At the end of the previous book the seemingly close-knit group of five--Alex Verus, diviner; Luna, his apprentice; Variam, a fire mage; Sonder, a time mage; and Anne Walker, a life mage--has broken up over the ethics of Alex's decisions. Sonder is inducted into the Council Keepers, who maintain order among mages and adepts, and he is quite disgusted with Alex. Anne is strongly against killing or hurting anyone, even in self-defence, and having rejected Alex for that reason is rejected herself by the mage community. On her own and unprotected, Anne is kidnapped and, as the blurb says, is "taken into the shadow realm of Sagash," the shockingly cruel and very powerful Dark Mage who was once her master.

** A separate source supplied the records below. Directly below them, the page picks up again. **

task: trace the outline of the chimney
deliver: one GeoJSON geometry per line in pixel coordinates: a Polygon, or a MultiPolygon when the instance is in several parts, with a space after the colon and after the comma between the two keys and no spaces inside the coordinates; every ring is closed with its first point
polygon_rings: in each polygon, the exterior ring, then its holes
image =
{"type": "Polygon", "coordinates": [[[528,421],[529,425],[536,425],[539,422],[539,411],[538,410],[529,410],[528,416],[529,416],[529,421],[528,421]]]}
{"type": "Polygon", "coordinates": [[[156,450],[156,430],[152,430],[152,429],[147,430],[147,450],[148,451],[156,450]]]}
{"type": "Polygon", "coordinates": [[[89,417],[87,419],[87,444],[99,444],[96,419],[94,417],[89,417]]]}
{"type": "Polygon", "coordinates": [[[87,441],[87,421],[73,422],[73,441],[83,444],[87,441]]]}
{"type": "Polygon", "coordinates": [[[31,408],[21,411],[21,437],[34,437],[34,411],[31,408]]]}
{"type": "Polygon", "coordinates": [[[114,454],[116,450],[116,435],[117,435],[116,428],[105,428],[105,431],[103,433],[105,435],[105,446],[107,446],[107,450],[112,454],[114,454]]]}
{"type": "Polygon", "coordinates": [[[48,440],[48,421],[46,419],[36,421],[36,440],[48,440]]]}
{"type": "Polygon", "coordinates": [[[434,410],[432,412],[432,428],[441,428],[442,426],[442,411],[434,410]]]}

Alex and Anne are the main focus of this story, and what they have in common is that they escaped the clutches of a Dark Mage master--Anne from Sagash and Alex from Richard Drakh, who's even worse than Sagash. What's different is that Alex was recruited by Richard and served him enthusiastically before discovering the truth and trying to escape, whereas Anne was trapped in Sagash's "shadow realm" (something like a different dimension) and forced from the beginning to do horrible things. Both Alex and Anne suffered extreme torture under their masters; Alex escaped at last and Variam risked the shadows to rescue Anne.
The important contribution that this book makes to the Alex Verus series is a major deepening of the characters of Alex and Anne; both of them, but especially Alex, have critical decisions to make, and as you may expect they risk death or worse at every step. What you might not expect are (1) the way that their ethical sense is tested in the decisions they make and (2) Alex's abject fear of Richard Drakh when he "resurfaces" (yes, a back-cover spoiler; there it is).
Throughout the book Alex, as a diviner with no other power than to see possible futures, survives again and again by his wits in both dialogue and combat, and he's up against no fewer than six Dark Mages and apprentices, each with different powers and different agendas--can he get them to work against each other, and how well can he trick mages who outmatch him in, really, everything?
Still strongly recommended, even if favorite characters like Luna, Arachne, and Variam take secondary roles (for which four stars instead of five).